Es wird wärmer – zumindest ein bisschen. Nach einem langen Winter weckt das bei vielen Erinnerungen an Kaffee oder Spritzer in der Frühlingssonne. Aber ist das angesichts der Infektionszahlen denkbar? Und in welcher Form? Im Gesundheitsministerium wird eine Öffnung der Schanigärten im Rahmen möglicher Lockerungsschritte derzeit geprüft. Auch die Stadt Wien liebäugelt mit dem Modell. DER STANDARD hat mit Experten gesprochen.

Ein Bild fast wie aus einer anderen Zeit: Yppenplatz, Wien, Juni 2020.
Foto: Christian Fischer

FÜR: Was für eine Öffnung spricht

Es klingt verlockend: In der Sonne draußen sitzen, Freunde treffen, endlich einmal wieder auswärts essen – eine im Verhältnis zu Indoor-Aktivitäten risikoarme Öffnung der Schani- und Gastgärten könnte das möglich machen. Der Virologe Hans-Peter Hutter von der Med-Uni Wien reagiert auf die Idee einer Öffnung der Schanigärten geradezu euphorisch: "Ja, neue Ideen braucht das Land", sagt Hutter auf Nachfrage des STANDARD, was er von dem Vorstoß halte – "mehr Mut, mehr positive Nachrichten und kreative Zugänge".

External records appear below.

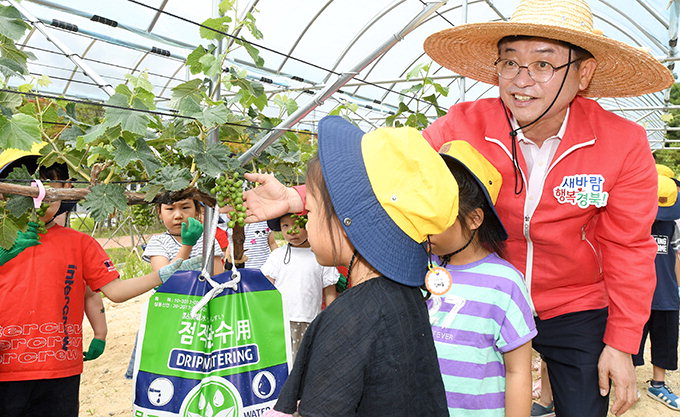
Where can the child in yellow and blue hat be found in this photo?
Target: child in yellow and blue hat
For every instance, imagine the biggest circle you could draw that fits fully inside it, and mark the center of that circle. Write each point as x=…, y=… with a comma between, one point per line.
x=662, y=325
x=480, y=311
x=372, y=200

Um solche umzusetzen, müsse man weder bis Ostern warten noch fragen, ob das andere Länder machen, findet Hutter. "Wir wollen nicht, dass unsere Krankenhäuser überfüllt werden, aber wir können nicht nur auf die Zahlen starren", die angesichts der hohen Anzahl an Testungen gut seien.

Was es brauche, sind "gute Konzepte und eine gute Kommunikation mit Wirten und Gästen, wie man die umsetzen kann", meint Hutter. Wenn man der Bevölkerung nicht bald wieder etwas mehr Spielraum gebe, werde man die Menschen auch "bei den drei Hauptmaßnahmen verlieren". Hutter meint damit: Handhygiene, Abstand, Maske – denn diese Alltagsmaßnahmen würden auch "bei Mutationen wirken". Zudem sei es gefährlich, "den öffentlichen Raum gänzlich aufzugeben, dann bilden sich Schattennetzwerke – und irgendwo treffen sich die Leute doch, auch die Jugendlichen".

Der Mathematiker Norbert Mauser spricht sich ebenfalls klar für eine Öffnung der Schanigärten aus. Das Ansteckungsrisiko im Freien sei gering. Voraussetzungen sind für die Experten: Tische im Abstand von zwei Metern, nur vier Gäste pro Tisch, jeweils nur ein Gast dürfe ins Lokal, um auf die Toilette zu gehen, und auch in den Küchen müsse ein "Corona-sicheres Konzept" umgesetzt werden. All das sollte vom Markt- oder Gesundheitsamt stichprobenartig kontrolliert werden.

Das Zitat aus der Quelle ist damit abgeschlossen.